Throughout Covid we have left key healthcare practitioners on the bench, not utilising our valuable resources to the full scope of their intended and qualified practice (nurse practitioners for example). It’s time now to put politics aside and enable our nursing workforce to work to their full scope of practice and relieve the pressures felt across the system to empower and promote them, make them feel engaged and valued. For example, we are struggling to find workforce in regional and rural Australia in primary health care (PHC), yet we have nurse practitioners begging for opportunities to practise their advanced skills across the sector. Remove the red tape and let them work!


Bring the energy back

We need to remove the barriers to aspirational nurses who seek opportunity and development. Let us foster this, don’t shut it down. Don’t let years of service be the yardstick for promotion, training opportunities or leadership. Hire on potential, promote on attitude, foster and harness this energy.

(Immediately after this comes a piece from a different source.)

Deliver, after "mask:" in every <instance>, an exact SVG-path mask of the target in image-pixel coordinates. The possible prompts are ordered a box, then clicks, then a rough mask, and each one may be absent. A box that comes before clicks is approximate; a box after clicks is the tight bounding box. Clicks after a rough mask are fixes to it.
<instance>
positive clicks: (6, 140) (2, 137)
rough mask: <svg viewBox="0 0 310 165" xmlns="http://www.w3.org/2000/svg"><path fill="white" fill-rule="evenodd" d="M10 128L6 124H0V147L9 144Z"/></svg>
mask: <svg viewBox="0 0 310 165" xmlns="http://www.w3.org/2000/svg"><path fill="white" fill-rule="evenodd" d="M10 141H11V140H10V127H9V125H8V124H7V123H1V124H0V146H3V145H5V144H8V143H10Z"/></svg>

When energy levels are down and people are tired, we can bring energy back to an overly bureaucratic workplace by finding, empowering, training, enhancing and promoting those bright stars. Now is the time to offer opportunity for development and to keep engaging and advancing our workforce.


I often come back to the question: “Attitude is contagious — is yours worth catching?” Find that contagious, uplifting attitude, then foster and promote it. Others will follow.


Innovation and strategic partnerships

We don’t need to do this alone, nor should it be done in isolation. Primary health care, community care, aged care and tertiary hospital care should innovate and collaborate, aiming for hospital avoidance and better chronic disease management in the community. These are critical mechanisms to reduce the burden on tired, overworked front-line workers.


Pre-Covid, the healthcare system struggled under the burden of chronic disease and emergency department waiting rooms full of people who could and should be served through available and willing primary care models. It’s time to double down and invest in primary care and chronic disease management as a way of avoiding further burdens on tertiary healthcare workforce.


At the The Healthy Communities Foundation Australia, for example, for more than two years we have been running a virtual GP service support for emergency department (ED) presentations in triage categories 3–5 (maximum waiting time of 30 minutes or longer) in the 33 hospitals in the Murrumbidgee area. We are a small charity that supports about 15 per cent of all ED presentations in the Murrumbidgee and we save the workforce time, workload and dollars in dealing with patients that don’t need hospital-based care.


This service is scalable and with further scale we could reduce even more hospital presentations and the requirement for busy front-line workers to deal with patients that did not need the ED in the first instance. There are other similar hospital avoidance services; we need collaborative conversations to open doors and facilitate opportunities.


Medicare review

Better collaboration between primary care, community care and aged care can also go a long way to reducing barriers and burden on a single workforce. We need immediate funding modifications to enable such a collaboration and we also need to bring all parties to the table for “blue sky” thinking about what is possible in a healthcare world post-Covid.


There is no silver bullet for a burnt-out workforce and, it could be argued, those at the front line were feeling the pinch well before many of us heard of Wuhan, China. As we move out of fighting Covid into living with it, there is a real need for leadership, collaboration and integration. Bringing these together, we might just have the means to support our struggling workforce with reformed models of care that improve patient outcomes.